We thought about taking a picture, but it seemed a little inappropriate being not exactly clothed and in bed. (You never know where those photos wind up, do you Weiner?)  But now I kind of wish we DID because people who go crazy over violence tend to go crazy over lady-nipple and I kind of love to drive those people crazy. I also kind of love that there are no lady nipples in this shot only because they’re being covered by a crazy violent YA book.

But I digress!

Steven told me he thinks the WSJ is running something like this so they can stake out their conservative territory in the news world, but that it is “pretty ironic” they would put True Grit on their list of recommended YA ficiton. “Just because a teenaged girl wants to kill the person who killed her dad 100 years ago it’s ok? It just reaked of can’t-handle-it-because-it’s-happening-right-now-ism”. WORD.

I also agree with what Christopher John Farely wrote as a response in the WSJ blog:

The worst pathological books will fade away with childhood. The best will live on and become permanent parts of the landscape of adolescence. I’m now going to let my son … read YA fiction to his heart’s content (as long as my wife agrees too). I’ll just be there to talk it over with him.

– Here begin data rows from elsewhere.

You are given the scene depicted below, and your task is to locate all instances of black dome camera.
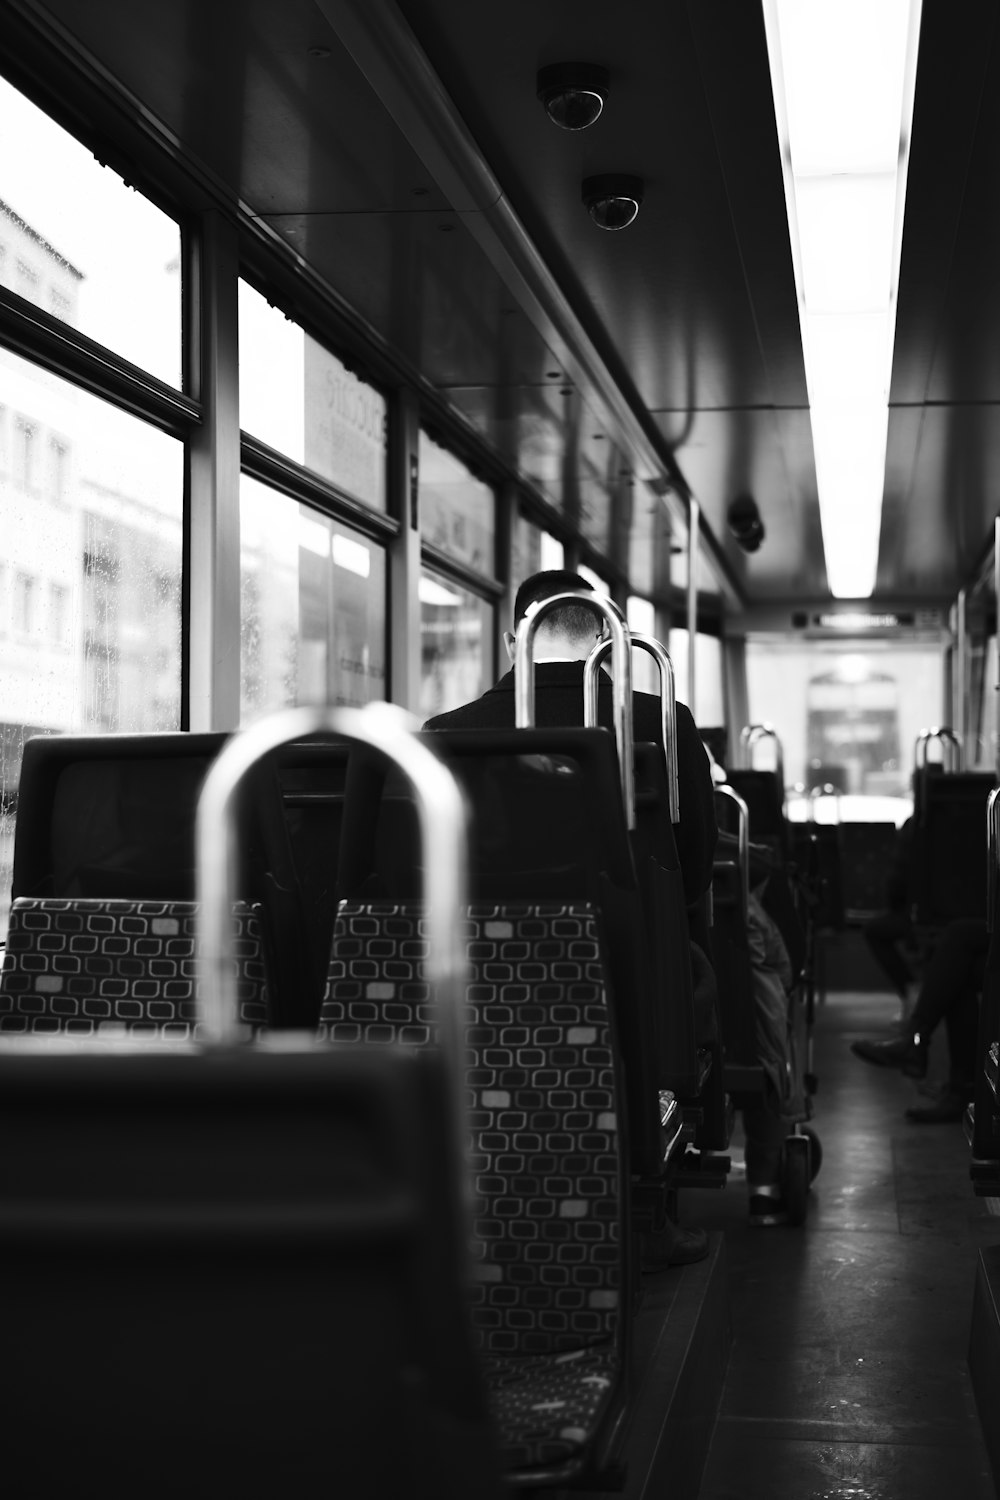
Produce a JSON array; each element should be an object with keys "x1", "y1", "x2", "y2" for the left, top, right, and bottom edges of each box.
[
  {"x1": 727, "y1": 495, "x2": 766, "y2": 553},
  {"x1": 537, "y1": 63, "x2": 609, "y2": 131},
  {"x1": 581, "y1": 174, "x2": 644, "y2": 231}
]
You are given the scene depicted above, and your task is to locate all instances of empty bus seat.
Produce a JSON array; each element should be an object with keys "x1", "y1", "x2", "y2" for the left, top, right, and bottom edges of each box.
[
  {"x1": 9, "y1": 733, "x2": 319, "y2": 1027},
  {"x1": 0, "y1": 897, "x2": 270, "y2": 1037},
  {"x1": 725, "y1": 769, "x2": 789, "y2": 860},
  {"x1": 337, "y1": 727, "x2": 689, "y2": 1184},
  {"x1": 321, "y1": 898, "x2": 631, "y2": 1487}
]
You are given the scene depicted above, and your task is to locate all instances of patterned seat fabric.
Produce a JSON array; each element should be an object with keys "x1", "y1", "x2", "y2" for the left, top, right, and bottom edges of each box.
[
  {"x1": 0, "y1": 898, "x2": 270, "y2": 1039},
  {"x1": 322, "y1": 900, "x2": 624, "y2": 1474}
]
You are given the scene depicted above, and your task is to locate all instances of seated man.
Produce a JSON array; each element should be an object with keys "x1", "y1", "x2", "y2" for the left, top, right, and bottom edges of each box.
[
  {"x1": 423, "y1": 569, "x2": 718, "y2": 908},
  {"x1": 424, "y1": 569, "x2": 718, "y2": 1265}
]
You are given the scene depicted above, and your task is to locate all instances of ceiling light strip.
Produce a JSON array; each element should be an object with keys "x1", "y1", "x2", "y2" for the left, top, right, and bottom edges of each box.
[{"x1": 762, "y1": 0, "x2": 923, "y2": 599}]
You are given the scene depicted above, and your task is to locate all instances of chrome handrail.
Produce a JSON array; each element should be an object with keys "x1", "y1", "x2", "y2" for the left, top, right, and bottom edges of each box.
[
  {"x1": 514, "y1": 590, "x2": 635, "y2": 828},
  {"x1": 584, "y1": 632, "x2": 679, "y2": 824},
  {"x1": 988, "y1": 786, "x2": 1000, "y2": 935},
  {"x1": 195, "y1": 702, "x2": 469, "y2": 1094},
  {"x1": 739, "y1": 721, "x2": 786, "y2": 796},
  {"x1": 715, "y1": 783, "x2": 750, "y2": 922},
  {"x1": 915, "y1": 726, "x2": 962, "y2": 772},
  {"x1": 808, "y1": 782, "x2": 841, "y2": 826}
]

The stuff that’s written just for shock and awe, that’ll get old. Kids see through that. It’ll be the books that have a real heart in them– tough life questions, impossible situations and choices– those will be the ones that will stay and continue to inspire. And as long as you’re around as a partent/librarian/teacher/big sibling/babysitter to talk about the tough topics that arise, then you’re all good.

Like my dad (author/rabble-rouser Jon Scieszka) has said many times before, kids are smarter than almost any adult gives them credit for. That’s why we didn’t cut out all the sex and booze and danger in our book. This shit happens people, and teens know it.

And seriously folks. Once you start censoring, there ain’t no going back.

Update: Sherman Alexi , author of the hilarious and extremely heartbreaking The Absolutely True Diary of a Part-Time Indian, wrote a stunning response in the WSJ Speakeasy blog today.  I literally said “Amen!” out loud halfway through.